In slurm many scripts use signals to get a notification before the time limit is reached. They use them to create a checkpoint and force a requeue of the job in question. One such example is Lightning (https://github.com/Lightning-AI/pytorch-lightning/blob/520c1e4713340f5bbf66de215471c2863e8fbdf2/src/lightning/pytorch/trainer/connectors/signal_connector.py#L86).

However, when running in an enroot container with pyxis, the command scontrol is not available. Any thoughts how this could be resolved? Similar, but not the same as #31; here we'd like just to call the scontrol requeue $SLURM_JOB_ID.

flx42 commented 7 months ago

I've seen multiple approaches for this. It's usually it's handled at the sbatch level, but a requeue is probably not the right approach. A requeue can cause issues with the job log, as the default is often to truncate the file. Slurm will also delay the start time of the requeued job (not sure why exactly).

Anyway, here what is commonly used:

flx42 commented 7 months ago

slurm will also delay the start time of the requeued job (not sure why exactly).

I found that it's done here: https://github.com/SchedMD/slurm/blob/slurm-23-11-0-1/src/slurmctld/job_mgr.c#L16376-L16384 A requeued job will be delayed 121 seconds, when it might have started immediately.

itzsimpl commented 7 months ago

Thanks for the info. I'm aware that there is a delay, although a nuisance I don't find it a big problem, at the moment.

The downside of the approach with queuing a follow-up job before lunching the application, is that it requires execution of multiple commands, or the automation of a single sbatch script that will do so, which can become tricky. In addition it does not really solve the main problem (how to notify a Lightning app that is running in an enroot container to create a checkpoint if this happens to be between two regular checkpoints). I'm aware that one can increase the frequency of checkpointing, what I'm asking really, is, is there is a way to make Lighting that is run in an enroot/pyxis container behave as if it were run on baremetal.

Giving the step a slightly lower than the allocated time will ensure that the sbatch script's signal handler will have some time left. But the app that is run in the srun step will be dead, so no chance of it performing a checkpoint. Note also that when SLURM sends an abort signal it will wait for some time on its own https://github.com/SchedMD/slurm/blob/769da35200d4a2c0f42a6e060b2b180ed95bfc8e/src/api/step_launch.c#L671.

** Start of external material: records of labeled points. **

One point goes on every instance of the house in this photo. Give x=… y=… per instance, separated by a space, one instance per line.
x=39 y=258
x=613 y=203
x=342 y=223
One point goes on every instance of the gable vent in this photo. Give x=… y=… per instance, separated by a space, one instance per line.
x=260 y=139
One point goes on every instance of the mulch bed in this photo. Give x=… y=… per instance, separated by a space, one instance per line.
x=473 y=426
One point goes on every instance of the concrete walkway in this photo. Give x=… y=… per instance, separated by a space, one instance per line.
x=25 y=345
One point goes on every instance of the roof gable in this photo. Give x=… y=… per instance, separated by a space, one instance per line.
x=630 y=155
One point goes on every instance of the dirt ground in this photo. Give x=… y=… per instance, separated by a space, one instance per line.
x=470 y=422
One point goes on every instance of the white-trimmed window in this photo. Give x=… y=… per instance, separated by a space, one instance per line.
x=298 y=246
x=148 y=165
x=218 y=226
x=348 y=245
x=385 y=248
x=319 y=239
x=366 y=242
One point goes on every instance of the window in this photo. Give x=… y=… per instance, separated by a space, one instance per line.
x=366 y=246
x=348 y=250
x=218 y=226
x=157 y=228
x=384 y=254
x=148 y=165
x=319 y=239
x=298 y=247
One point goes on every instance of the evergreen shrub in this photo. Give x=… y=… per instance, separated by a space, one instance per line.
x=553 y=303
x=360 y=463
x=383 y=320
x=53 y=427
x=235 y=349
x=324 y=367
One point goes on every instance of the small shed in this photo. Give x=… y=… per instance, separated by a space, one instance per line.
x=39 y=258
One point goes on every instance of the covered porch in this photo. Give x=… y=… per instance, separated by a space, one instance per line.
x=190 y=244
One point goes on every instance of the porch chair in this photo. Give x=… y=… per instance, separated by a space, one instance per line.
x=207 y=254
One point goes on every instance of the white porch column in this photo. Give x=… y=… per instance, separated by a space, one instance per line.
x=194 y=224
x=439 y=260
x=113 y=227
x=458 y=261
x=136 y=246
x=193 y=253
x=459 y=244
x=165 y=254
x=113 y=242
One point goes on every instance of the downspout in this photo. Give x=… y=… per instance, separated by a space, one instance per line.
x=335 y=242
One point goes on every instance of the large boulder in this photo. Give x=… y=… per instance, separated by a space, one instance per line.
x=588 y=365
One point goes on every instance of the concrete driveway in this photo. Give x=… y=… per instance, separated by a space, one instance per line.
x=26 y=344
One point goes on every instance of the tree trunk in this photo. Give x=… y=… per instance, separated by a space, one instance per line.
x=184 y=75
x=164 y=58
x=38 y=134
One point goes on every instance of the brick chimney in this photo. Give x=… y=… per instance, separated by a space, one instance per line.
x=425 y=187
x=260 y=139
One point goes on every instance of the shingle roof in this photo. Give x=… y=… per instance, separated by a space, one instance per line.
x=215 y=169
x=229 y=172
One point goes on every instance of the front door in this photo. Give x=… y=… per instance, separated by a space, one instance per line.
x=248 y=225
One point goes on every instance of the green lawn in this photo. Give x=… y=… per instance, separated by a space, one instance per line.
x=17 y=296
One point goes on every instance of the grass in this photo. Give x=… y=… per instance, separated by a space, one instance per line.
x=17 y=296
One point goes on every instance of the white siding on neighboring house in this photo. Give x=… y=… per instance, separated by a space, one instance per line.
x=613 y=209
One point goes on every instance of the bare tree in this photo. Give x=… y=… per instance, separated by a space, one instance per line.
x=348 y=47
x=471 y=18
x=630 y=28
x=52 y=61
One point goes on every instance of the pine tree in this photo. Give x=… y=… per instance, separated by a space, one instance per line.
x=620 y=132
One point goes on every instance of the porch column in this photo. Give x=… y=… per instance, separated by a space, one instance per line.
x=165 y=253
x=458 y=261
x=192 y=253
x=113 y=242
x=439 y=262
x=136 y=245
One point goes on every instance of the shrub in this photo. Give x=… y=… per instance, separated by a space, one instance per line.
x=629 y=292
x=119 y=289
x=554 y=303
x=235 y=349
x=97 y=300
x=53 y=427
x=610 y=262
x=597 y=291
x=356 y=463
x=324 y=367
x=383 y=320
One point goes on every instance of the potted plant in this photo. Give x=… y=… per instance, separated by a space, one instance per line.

We currently do the following. The main sbatch handles the signal (B:USR1@90), the srun command is run in the background so that the sbatch script will get notified 90s before the job time is exhausted. This requeues the job as desired, but has the downside is that the Lightning based scripts, which run in the enroot container (started via the srun) will not create a checkpoint before being requeued. Even if the sbatch script, on receipt of the signal, sends yet another signal (USR2) to the srun PID (i.e. the Lightning based scripts that run in enroot/pyxis), the script somehow does not seem to do a checkpoint, which it should before calling the requeue. The signal is properly configured (https://lightning.ai/docs/pytorch/stable/clouds/cluster_advanced.html#enable-auto-wall-time-resubmissions) and the Lightning code that handles it is here https://github.com/Lightning-AI/pytorch-lightning/blob/520c1e4713340f5bbf66de215471c2863e8fbdf2/src/lightning/pytorch/trainer/connectors/signal_connector.py#L67-L103.

flx42 commented 7 months ago

You should consider the checkpointing and the follow-up job separately. They are both orthogonal to containers.

The approach above also works for regular PyTorch. It looks like there is a problem with signal handling in PyTorch Lightning, and the requeue does not work inside containers, but you don't need to rely on any of those.